Mohon tunggu...
Fatimah Dasrum
Fatimah Dasrum Mohon Tunggu... Guru - PNS

Kata Sayidina Ali, kekasih Fatimah, Kesabaran itu ada dua, sabar atas sesuatu yang kauingin dan sabar atas sesuatu yang tidak kauingikan.

Selanjutnya

Tutup

Fiksiana Pilihan

Namaku Gina Pujiastuti, Aku Seorang Lesbi (3)

9 Maret 2019   16:18 Diperbarui: 9 Maret 2019   16:40 298
+
Laporkan Konten
Laporkan Akun
Kompasiana adalah platform blog. Konten ini menjadi tanggung jawab bloger dan tidak mewakili pandangan redaksi Kompas.
Lihat foto
Bagikan ide kreativitasmu dalam bentuk konten di Kompasiana | Sumber gambar: Freepik


"Baik, sekarang kita bicara serius ya,Gina Pujiastu yang cantik. Di luar sana, pembicaraan tentang Lesbi, Gay, Biseks, dan Transgender (LGBT) sedang marak dibicarakan. Ada yang menuntut pengakuan, ada yang memperjuangkan, ada yang melarang propaganda dengan berbagai alasan. Ada yang mati-matian melindungi."

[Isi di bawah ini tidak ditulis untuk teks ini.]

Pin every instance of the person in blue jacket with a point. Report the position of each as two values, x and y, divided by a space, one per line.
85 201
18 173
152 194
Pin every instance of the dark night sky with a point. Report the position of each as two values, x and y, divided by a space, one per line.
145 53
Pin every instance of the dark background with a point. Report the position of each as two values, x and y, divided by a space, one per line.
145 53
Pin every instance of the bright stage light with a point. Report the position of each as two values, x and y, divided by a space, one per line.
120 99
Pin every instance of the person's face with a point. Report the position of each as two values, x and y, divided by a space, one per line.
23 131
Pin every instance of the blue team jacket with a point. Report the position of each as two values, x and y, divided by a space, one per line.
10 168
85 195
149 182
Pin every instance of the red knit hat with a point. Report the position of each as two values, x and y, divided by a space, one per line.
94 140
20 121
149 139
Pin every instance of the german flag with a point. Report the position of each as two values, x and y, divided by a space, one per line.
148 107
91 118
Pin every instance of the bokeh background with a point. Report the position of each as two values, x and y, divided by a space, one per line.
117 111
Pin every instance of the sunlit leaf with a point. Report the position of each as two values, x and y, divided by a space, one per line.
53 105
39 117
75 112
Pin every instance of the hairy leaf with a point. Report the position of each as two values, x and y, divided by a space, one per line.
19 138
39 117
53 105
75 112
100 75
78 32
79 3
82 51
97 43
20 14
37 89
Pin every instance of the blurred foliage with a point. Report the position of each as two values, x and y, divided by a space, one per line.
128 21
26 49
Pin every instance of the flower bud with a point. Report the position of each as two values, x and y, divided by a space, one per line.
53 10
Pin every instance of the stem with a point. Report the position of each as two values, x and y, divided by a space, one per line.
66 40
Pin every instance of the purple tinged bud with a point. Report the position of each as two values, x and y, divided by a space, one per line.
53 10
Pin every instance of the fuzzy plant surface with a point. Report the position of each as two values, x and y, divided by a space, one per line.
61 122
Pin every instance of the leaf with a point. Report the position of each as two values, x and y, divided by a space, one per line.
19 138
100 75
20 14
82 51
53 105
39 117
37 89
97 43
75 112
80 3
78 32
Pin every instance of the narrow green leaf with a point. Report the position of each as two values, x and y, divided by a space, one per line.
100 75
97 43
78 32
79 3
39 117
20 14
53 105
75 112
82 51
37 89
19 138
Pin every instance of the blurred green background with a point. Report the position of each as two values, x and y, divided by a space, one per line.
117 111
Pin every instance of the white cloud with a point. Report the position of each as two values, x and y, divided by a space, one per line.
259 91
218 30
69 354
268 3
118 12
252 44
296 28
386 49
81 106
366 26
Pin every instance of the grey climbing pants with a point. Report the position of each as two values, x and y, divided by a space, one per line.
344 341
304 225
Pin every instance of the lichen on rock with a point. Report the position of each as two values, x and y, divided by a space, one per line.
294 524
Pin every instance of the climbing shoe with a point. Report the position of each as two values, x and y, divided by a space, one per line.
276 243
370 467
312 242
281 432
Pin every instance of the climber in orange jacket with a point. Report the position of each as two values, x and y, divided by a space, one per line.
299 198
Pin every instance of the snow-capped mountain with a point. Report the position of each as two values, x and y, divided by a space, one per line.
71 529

"Dan kamu meminta pembenaran atas perilaku lesbimu padaku dengan menunjukkan contoh di kotamu, Ponorogo.
Bahwa dari dulu kehidupan homoseks sudah ada dan tidak ada yang menolak, ini dilakukan oleh para Warok Ponorogo dengan Gemblaknya, mereka sesama laki-laki." Katamu

"Aduuh, aku cuma melongo dan tersenyum tipis waktu itu, ingat kan ? Aku tidak langsung jawab, sebab kamu tidak akan siap mendengar jawabanku. Kamu tahu nggak, pembenaranmu itu terlalu dangkal, ya... kayak Joko Tarub bawa payung. nggak nyambung. Ngerti kan, nggak nyambung! "

"Tu kan, kamu marah mendengar jawabanku?" lanjutmu. Dan benar, aku marah. Lalu kamu melanjutkan penjelasanmu,

"Gina, Kamu kira para warok yang pacaran dengan gemblaknya itu tidak membuat istrinya cemburu? Perempuan mana yang nggak cemburui suaminya kayak gitu, mereka menyimpan erat rasa cemburunya, karena sistem  patriaki yang mengakar sejak feodal, jadi mereka tidak berani berontak, takada daya." Kata Dewi lagi menandaskan.

" Benar juga, "pikirku,  sedikit mengiyakan.

Bisa saja seorang perempuan bilang, ya, seolah setuju dengan perilaku suami yang menyimpang. Padahal, bisa diumpamakan kalau dia bersandar pada sebuah pohon, maka pohon itu akan terbakar habis oleh bara cemburu di dadanya.

Dalam berbagai kisah diungkapkan, seorang warok akan menjalani tapabrata untuk mencapai kesaktian. Jadi bukan rahasia lagi, ketika sedang mencari kesaktian, seorang warok akan puasa perempuan. Sebagai gantinya mereka akan menuntaskan hasratnya kepada bocah laki-laki tampan yang sengaja dipeliharanya. Lelaki tampan inilah yang disebut gemblak.

Gemblak merupakan bocah laki-laki berusia antara 12-15 tahun. Mereka berparas tampan dan terawat. Bagi seorang warok, memelihara gemblak adalah hal yang wajar dan diterima masyarakat. Konon sesama warok pun pernah beradu kesaktian untuk memperebutkan seorang gemblak idaman. Bahkan juga terjadi praktik pinjam-meminjam gemblak.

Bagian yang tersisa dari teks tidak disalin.